Pustaka
Bahasa Indonesia
Bab
Pengaturan

Bab 4. Desakan Hadir di Jamuan Makan Malam

“Thanks, sudah mengantarku. Sekarang kau pulanglah.” Dakota membuka seat-belt, hendak turun dari mobil Dylan. Mobil Dylan sudah berhenti di lobby apartemen di mana unit penthouse-nya berada.

“Ucapan terima kasihmu tidak aku terima. Bukan seperti itu cara berterima kasih, Nona Spencer,” jawab Dylan seraya menatap Dakota yang sudah bersiap untuk turun dari mobil.

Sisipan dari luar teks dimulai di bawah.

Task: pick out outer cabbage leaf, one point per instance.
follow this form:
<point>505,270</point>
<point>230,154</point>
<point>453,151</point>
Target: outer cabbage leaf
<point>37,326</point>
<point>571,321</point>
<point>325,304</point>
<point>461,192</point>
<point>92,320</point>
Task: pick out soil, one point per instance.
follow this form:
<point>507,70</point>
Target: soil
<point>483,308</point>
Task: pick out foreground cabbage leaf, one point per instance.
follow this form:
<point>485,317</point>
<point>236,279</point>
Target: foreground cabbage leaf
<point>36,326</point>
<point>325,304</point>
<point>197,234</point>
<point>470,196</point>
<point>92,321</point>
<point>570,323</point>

Dakota menatap Dylan seraya mengerutkan keningnya. “Apa maksud ucapanmu?” tanyanya tak mengerti. Dia merasa sudah terima kasih, tapi malah Dylan mengatakan bukan seperti itu cara berterima kasih.

“Kau terlalu polos, Nona Spencer. Begini caranya.” Dylan menarik dagu Dakota, mencium dan melumat bibir wanita itu. Tampak mata Dakota melebar terkejut mendapatkan ciuman dari Dylan.

“Kau boleh turun sekarang. Bibirmu selalu manis, Nona Spencer,” bisik Dylan serak.

Dakota tersadar bahwa Dylan telah melampui batas kurang ajar. “Berengsek kau!”

Dylan tersenyum samar. “Jangan terlalu banyak mengumpat, Nona Spencer. Wanita cantik sepertimu tidak baik mengumpat.”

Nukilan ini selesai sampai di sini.